Seuss (Theodor Geisel) invented species at a great rate, so it wouldn’t be surprising if the book’s Truffula trees and Bar-ba-loots were as imaginary as Star-Belly Sneetches. However, Seuss also built powerful cartoons around reality, such as his warnings about the dangers of fascism at a time when most Americans were heedless.
Most of the much-lauded book was written while Seuss was visiting Kenya in 1970, just as the environmental movement was making its first impact in the United States. The healthy Truffula trees look like giant dandelions. However, the book also portrays spikey remnant trees that resemble the whistling thorn acacias Seuss would have seen on his trip.

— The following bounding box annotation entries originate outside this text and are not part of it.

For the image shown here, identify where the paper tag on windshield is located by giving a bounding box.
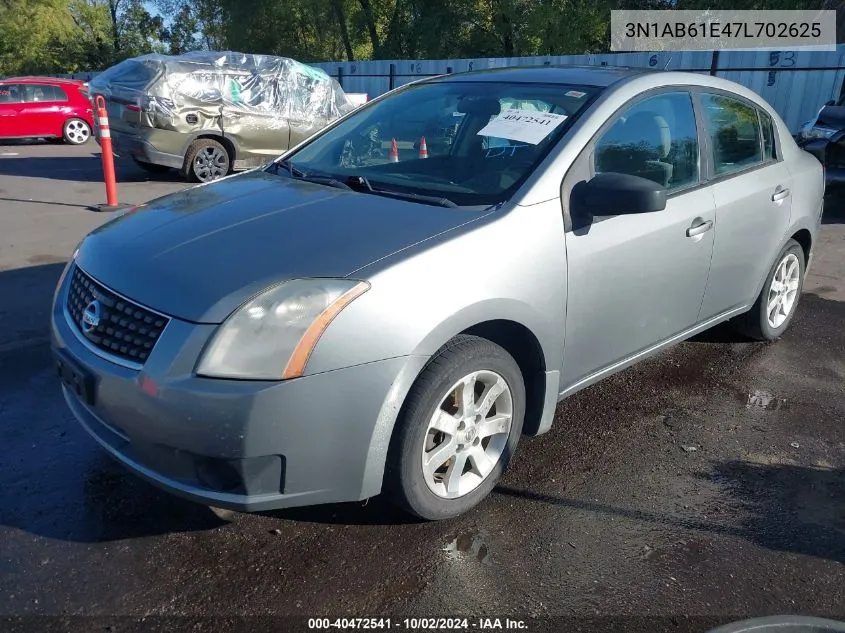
[478,109,566,145]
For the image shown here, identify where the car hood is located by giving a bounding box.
[814,106,845,130]
[77,171,486,323]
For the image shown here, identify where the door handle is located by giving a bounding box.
[772,187,790,202]
[687,220,713,237]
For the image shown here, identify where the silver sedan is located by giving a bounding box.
[52,67,824,519]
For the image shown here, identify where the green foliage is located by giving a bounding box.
[11,0,845,75]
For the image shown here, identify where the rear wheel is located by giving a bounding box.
[736,240,805,341]
[182,138,231,182]
[62,119,91,145]
[385,336,525,520]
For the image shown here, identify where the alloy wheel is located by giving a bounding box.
[766,253,801,329]
[65,119,91,145]
[194,147,229,182]
[422,370,513,499]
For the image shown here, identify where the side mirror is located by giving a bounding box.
[571,172,666,216]
[801,138,829,165]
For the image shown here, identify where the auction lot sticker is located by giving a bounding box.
[478,108,566,145]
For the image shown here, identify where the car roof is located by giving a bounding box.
[429,65,658,88]
[0,76,85,86]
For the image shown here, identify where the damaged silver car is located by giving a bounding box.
[90,51,354,182]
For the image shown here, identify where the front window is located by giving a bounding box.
[274,81,598,206]
[0,84,23,103]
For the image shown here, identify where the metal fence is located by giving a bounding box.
[312,45,845,133]
[47,45,845,133]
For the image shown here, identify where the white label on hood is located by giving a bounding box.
[478,108,566,145]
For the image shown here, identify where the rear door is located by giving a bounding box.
[21,84,60,136]
[24,84,68,136]
[698,91,792,319]
[561,88,716,390]
[0,84,30,138]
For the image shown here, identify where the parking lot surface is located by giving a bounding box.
[0,144,845,631]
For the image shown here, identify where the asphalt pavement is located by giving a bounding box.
[0,144,845,632]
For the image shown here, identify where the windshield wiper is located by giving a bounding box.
[346,176,458,208]
[273,160,352,191]
[273,159,306,178]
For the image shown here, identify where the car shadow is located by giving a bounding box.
[495,461,845,563]
[0,262,231,542]
[2,150,184,183]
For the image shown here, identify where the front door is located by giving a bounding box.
[561,91,716,390]
[21,84,63,136]
[0,84,27,138]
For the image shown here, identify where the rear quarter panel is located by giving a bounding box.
[784,138,825,243]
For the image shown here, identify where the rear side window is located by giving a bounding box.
[23,84,67,103]
[593,92,699,191]
[701,94,763,175]
[0,84,23,103]
[757,110,777,163]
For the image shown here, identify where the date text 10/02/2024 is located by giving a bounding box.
[308,618,528,631]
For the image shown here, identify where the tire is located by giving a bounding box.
[384,335,525,520]
[132,158,170,174]
[736,240,806,341]
[62,119,91,145]
[182,138,232,182]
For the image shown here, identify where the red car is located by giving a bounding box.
[0,77,94,145]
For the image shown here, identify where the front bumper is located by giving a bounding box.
[51,270,426,511]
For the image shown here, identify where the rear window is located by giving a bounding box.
[91,59,158,91]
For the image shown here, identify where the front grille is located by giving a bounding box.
[67,266,169,365]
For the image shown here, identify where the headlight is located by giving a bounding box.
[197,279,370,380]
[804,125,839,138]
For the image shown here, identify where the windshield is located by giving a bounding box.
[272,81,599,206]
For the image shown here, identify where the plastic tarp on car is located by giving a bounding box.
[90,51,354,135]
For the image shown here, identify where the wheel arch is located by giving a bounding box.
[195,132,238,165]
[362,299,563,498]
[752,220,815,304]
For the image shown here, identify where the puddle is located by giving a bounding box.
[443,532,490,563]
[745,389,786,410]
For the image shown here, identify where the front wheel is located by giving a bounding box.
[737,240,805,341]
[385,335,525,520]
[62,119,91,145]
[182,138,231,182]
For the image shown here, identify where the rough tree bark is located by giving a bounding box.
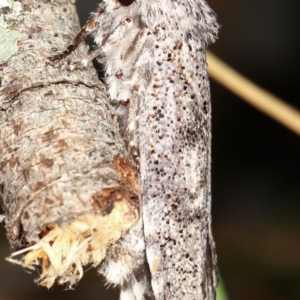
[0,0,139,287]
[0,0,216,299]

Dominy and Pease argue in Nature Ecology & Evolution that this similarity is the key to understanding the book. The acacia thorns have a commensal relationship with patas monkeys, who get most of their diet from the trees, but don’t harm them in the process. The Lorax looks and even sounds like the orange monkeys, something Dominy confirmed by having image recognition software compare Seuss’ drawings with a variety of monkey species.
If the Lorax represents the monkeys, the paper claims, he is not an external owner asserting authority, as most discussions of the book have suggested. Instead, the Lorax is; “A part of the ecological system, not apart from it,” Pease said in a statement. The book becomes not just a warning about overharvesting and pollution, but a forerunner of the deep ecology movement.
The paper notes the whistling thorns are today overgrazed and drought-stricken, and the monkeys’ range collapsing. Just as the Lorax ends with a message of hope, however, Dominy and Pease believe both can still be saved. Perhaps the discovery will spark a tourism revival among those who love the book, making acacia thorns more valuable alive than dead.